Much of what is known about the molecular regulation and function of adult Sertoli cells has been inferred from in vitro studies of immature Sertoli cells. However, adult and immature cells differ in significant ways and, moreover, many Sertoli cell functions are regulated by conditions that are difficult to replicate in vitro. Our objective was to develop a procedure to isolate Sertoli cells rapidly and in sufficient number and purity to make it possible to assess Sertoli cell function immediately after the isolation of the cells. The isolation procedure described herein takes less than 4 h and does not require culturing the cells. From a single 4-mo-old adult rat, we routinely obtain 7.0 +/- 0.4 x 10(6) Sertoli cells per testis, and from a 21-mo-old rat, 7.2 +/- 0.4 x 10(6) Sertoli cells per testis. The purity, determined by morphologic analyses of plastic-embedded cells or after staining for tyrosine-tubulin or vimentin, averaged 80%. The contaminants typically included germ cells (10%) and myoid cells (10%). The germ cell-expressed genes protamine-2 and hemiferrin were not detected in the Sertoli cell preparations by Northern blot analyses, but the Sertoli cell-expressed genes clusterin, cathepsin L, and transferrin were highly expressed.

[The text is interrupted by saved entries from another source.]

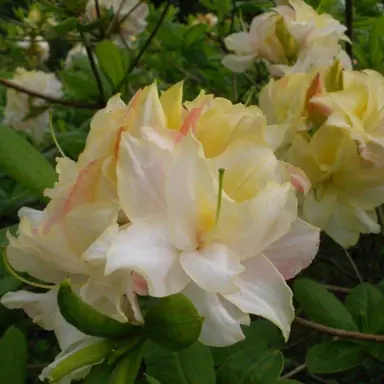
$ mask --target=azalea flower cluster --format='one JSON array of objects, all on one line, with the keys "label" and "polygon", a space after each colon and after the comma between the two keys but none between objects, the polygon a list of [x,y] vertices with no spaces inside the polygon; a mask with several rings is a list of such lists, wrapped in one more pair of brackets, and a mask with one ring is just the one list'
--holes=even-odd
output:
[{"label": "azalea flower cluster", "polygon": [[225,39],[234,53],[223,58],[223,65],[244,72],[258,59],[275,77],[327,67],[335,58],[344,68],[352,68],[340,45],[342,40],[349,41],[345,26],[326,13],[318,14],[304,0],[280,0],[277,4],[270,12],[256,16],[249,32]]},{"label": "azalea flower cluster", "polygon": [[[113,20],[107,29],[107,34],[122,47],[133,41],[134,37],[147,27],[148,6],[144,1],[99,0],[98,6],[101,14],[108,10],[113,11]],[[95,1],[89,0],[86,15],[90,20],[97,20],[97,13]]]},{"label": "azalea flower cluster", "polygon": [[[340,63],[310,74],[271,80],[260,107],[280,159],[311,184],[300,216],[344,247],[378,233],[384,203],[384,78]],[[303,183],[305,184],[305,183]]]},{"label": "azalea flower cluster", "polygon": [[59,312],[65,277],[121,322],[143,321],[139,296],[182,293],[205,318],[204,344],[242,340],[250,314],[287,339],[286,280],[311,263],[319,229],[298,218],[301,173],[270,141],[258,107],[204,93],[183,103],[181,83],[160,97],[148,86],[128,105],[114,96],[94,116],[78,161],[58,159],[47,207],[21,209],[18,235],[8,235],[12,268],[51,289],[8,293],[2,303],[54,330],[59,360],[93,340]]},{"label": "azalea flower cluster", "polygon": [[[39,90],[46,96],[60,98],[63,95],[61,82],[54,73],[17,68],[11,80],[26,89]],[[4,124],[27,132],[39,143],[49,129],[49,122],[49,107],[45,100],[7,89]]]}]

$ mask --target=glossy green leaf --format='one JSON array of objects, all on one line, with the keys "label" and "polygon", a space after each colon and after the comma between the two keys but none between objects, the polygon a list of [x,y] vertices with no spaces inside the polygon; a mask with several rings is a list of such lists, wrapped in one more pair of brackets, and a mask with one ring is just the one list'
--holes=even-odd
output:
[{"label": "glossy green leaf", "polygon": [[121,338],[138,335],[142,328],[121,323],[96,311],[72,290],[68,280],[64,280],[57,295],[60,312],[68,323],[81,332],[99,337]]},{"label": "glossy green leaf", "polygon": [[64,376],[87,365],[97,364],[113,351],[116,342],[113,340],[101,340],[90,344],[68,355],[61,360],[49,373],[49,380],[57,382]]},{"label": "glossy green leaf", "polygon": [[273,382],[279,378],[283,367],[284,357],[278,350],[239,351],[217,370],[217,384]]},{"label": "glossy green leaf", "polygon": [[145,375],[145,380],[148,384],[161,384],[159,380],[149,375]]},{"label": "glossy green leaf", "polygon": [[205,24],[196,24],[188,28],[184,34],[185,46],[190,46],[199,40],[202,36],[204,36],[206,30],[207,26]]},{"label": "glossy green leaf", "polygon": [[109,384],[112,370],[106,363],[95,365],[82,384]]},{"label": "glossy green leaf", "polygon": [[7,292],[16,291],[20,288],[22,282],[13,276],[5,276],[0,278],[0,297]]},{"label": "glossy green leaf", "polygon": [[285,344],[280,329],[268,320],[253,321],[242,329],[244,340],[229,347],[211,348],[215,365],[222,365],[231,355],[240,351],[266,351],[269,348],[281,348]]},{"label": "glossy green leaf", "polygon": [[200,343],[179,352],[149,343],[145,363],[148,375],[163,384],[216,384],[211,353]]},{"label": "glossy green leaf", "polygon": [[178,351],[191,346],[203,325],[192,301],[182,294],[159,299],[144,317],[146,336],[162,348]]},{"label": "glossy green leaf", "polygon": [[127,71],[119,49],[112,41],[103,40],[96,45],[95,52],[105,76],[117,87]]},{"label": "glossy green leaf", "polygon": [[310,279],[298,279],[294,282],[293,292],[311,320],[333,328],[358,331],[345,305],[323,285]]},{"label": "glossy green leaf", "polygon": [[11,128],[0,126],[0,169],[43,199],[57,180],[45,157]]},{"label": "glossy green leaf", "polygon": [[49,31],[50,37],[59,37],[59,36],[64,36],[68,32],[73,31],[74,29],[77,28],[77,18],[76,17],[70,17],[61,23],[55,25],[51,31]]},{"label": "glossy green leaf", "polygon": [[9,328],[0,340],[0,383],[25,384],[27,342],[15,327]]},{"label": "glossy green leaf", "polygon": [[363,358],[361,344],[335,340],[312,347],[307,354],[306,363],[312,373],[335,373],[356,367]]},{"label": "glossy green leaf", "polygon": [[144,343],[130,350],[117,363],[108,384],[134,384],[144,354]]},{"label": "glossy green leaf", "polygon": [[[375,312],[383,298],[380,290],[369,283],[358,285],[347,296],[345,305],[362,331],[367,333],[379,331],[380,324],[375,318]],[[381,309],[384,310],[384,307]]]}]

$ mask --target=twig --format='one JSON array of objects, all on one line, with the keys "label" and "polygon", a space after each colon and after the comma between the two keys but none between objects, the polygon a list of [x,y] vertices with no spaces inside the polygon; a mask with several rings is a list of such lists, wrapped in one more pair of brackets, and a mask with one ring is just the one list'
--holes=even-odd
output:
[{"label": "twig", "polygon": [[353,261],[352,256],[350,255],[350,253],[349,253],[344,247],[343,247],[343,249],[344,249],[344,253],[345,253],[345,255],[346,255],[347,258],[348,258],[348,261],[350,262],[350,264],[351,264],[353,270],[354,270],[355,273],[356,273],[357,278],[359,279],[360,283],[362,283],[362,282],[363,282],[363,278],[361,277],[360,271],[359,271],[359,269],[357,268],[357,265],[355,264],[355,262]]},{"label": "twig", "polygon": [[[100,12],[99,0],[95,0],[95,8],[96,8],[96,16],[98,19],[100,19],[101,12]],[[105,36],[105,33],[104,33],[104,30],[101,26],[99,27],[99,32],[100,32],[100,37],[103,39]]]},{"label": "twig", "polygon": [[307,364],[301,364],[292,371],[286,373],[284,376],[281,376],[282,379],[290,379],[291,377],[297,375],[298,373],[304,371],[307,368]]},{"label": "twig", "polygon": [[125,20],[128,19],[129,16],[132,15],[133,12],[136,11],[137,8],[139,8],[139,6],[144,3],[145,0],[140,0],[134,7],[132,7],[132,9],[129,10],[129,12],[123,16],[123,18],[119,21],[119,24],[121,23],[124,23]]},{"label": "twig", "polygon": [[88,104],[88,103],[82,103],[79,101],[71,101],[71,100],[64,100],[57,97],[45,95],[40,92],[36,92],[32,89],[25,88],[19,84],[14,83],[13,81],[0,78],[0,84],[5,85],[8,88],[12,88],[18,92],[25,93],[27,95],[38,97],[39,99],[43,99],[46,101],[49,101],[53,104],[60,104],[65,105],[66,107],[73,107],[73,108],[83,108],[83,109],[100,109],[102,108],[102,104]]},{"label": "twig", "polygon": [[346,331],[345,329],[331,328],[322,324],[315,323],[296,316],[295,322],[316,331],[327,333],[329,335],[338,336],[346,339],[361,340],[361,341],[375,341],[376,343],[384,343],[384,335],[374,335],[370,333],[360,333],[353,331]]},{"label": "twig", "polygon": [[42,364],[28,364],[27,365],[27,368],[28,369],[44,369],[45,367],[47,367],[49,365],[49,363],[42,363]]},{"label": "twig", "polygon": [[147,50],[147,48],[149,47],[149,45],[151,44],[151,41],[153,40],[153,38],[156,36],[156,33],[157,31],[159,30],[161,24],[163,24],[163,21],[165,19],[165,16],[167,15],[168,13],[168,10],[171,6],[171,1],[168,0],[167,1],[167,5],[165,6],[162,14],[160,15],[160,19],[158,21],[158,23],[156,24],[155,28],[153,29],[153,31],[151,32],[151,34],[149,35],[147,41],[144,43],[144,45],[142,46],[139,54],[136,56],[135,60],[132,62],[132,64],[130,65],[130,67],[128,68],[128,71],[127,73],[125,74],[124,78],[120,81],[120,83],[118,84],[117,86],[117,90],[119,90],[123,85],[124,83],[127,81],[129,75],[131,74],[131,72],[135,69],[136,65],[139,63],[141,57],[144,55],[145,51]]},{"label": "twig", "polygon": [[87,39],[85,37],[84,32],[82,32],[80,29],[79,29],[79,32],[80,32],[81,38],[83,39],[84,47],[87,51],[89,64],[91,65],[93,75],[95,76],[95,79],[96,79],[97,88],[99,89],[99,93],[100,93],[100,99],[104,103],[105,97],[104,97],[103,83],[101,82],[101,77],[100,77],[99,71],[98,71],[97,66],[96,66],[95,58],[93,57],[92,49],[88,45],[88,42],[87,42]]},{"label": "twig", "polygon": [[[345,0],[345,25],[347,27],[347,36],[352,42],[353,35],[353,0]],[[351,43],[346,43],[345,50],[348,56],[353,59],[353,48]]]},{"label": "twig", "polygon": [[232,33],[235,28],[235,17],[236,17],[236,0],[232,0],[232,14],[231,14],[231,26],[229,32]]},{"label": "twig", "polygon": [[118,18],[119,18],[119,15],[120,15],[120,12],[121,10],[123,9],[124,7],[124,4],[126,3],[127,0],[121,0],[121,3],[119,5],[119,8],[117,9],[116,13],[113,15],[113,18],[111,20],[111,22],[109,23],[108,27],[107,27],[107,30],[105,32],[105,34],[107,36],[110,35],[110,33],[112,32],[112,28],[115,26],[115,24],[118,22]]},{"label": "twig", "polygon": [[333,292],[349,293],[349,292],[352,291],[351,288],[339,287],[339,286],[337,286],[337,285],[328,285],[328,284],[325,284],[324,287],[327,288],[327,289],[329,289],[330,291],[333,291]]}]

Transferrin mRNA levels were greater in Sertoli cells isolated from aged than from young adult rats, consistent with previous analyses of whole testes; and cathepsin L mRNA levels were far more highly expressed in Sertoli cells isolated from stages VI-VII than from other stages of the cycle of the seminiferous epithelium, also consistent with previous analyses of whole testes and isolated tubules. These studies indicate that the freshly isolated cells retain differentiated function, and thus it should be possible to assess the in vivo function of adult Sertoli cells by isolating the Sertoli cells and immediately assessing their function.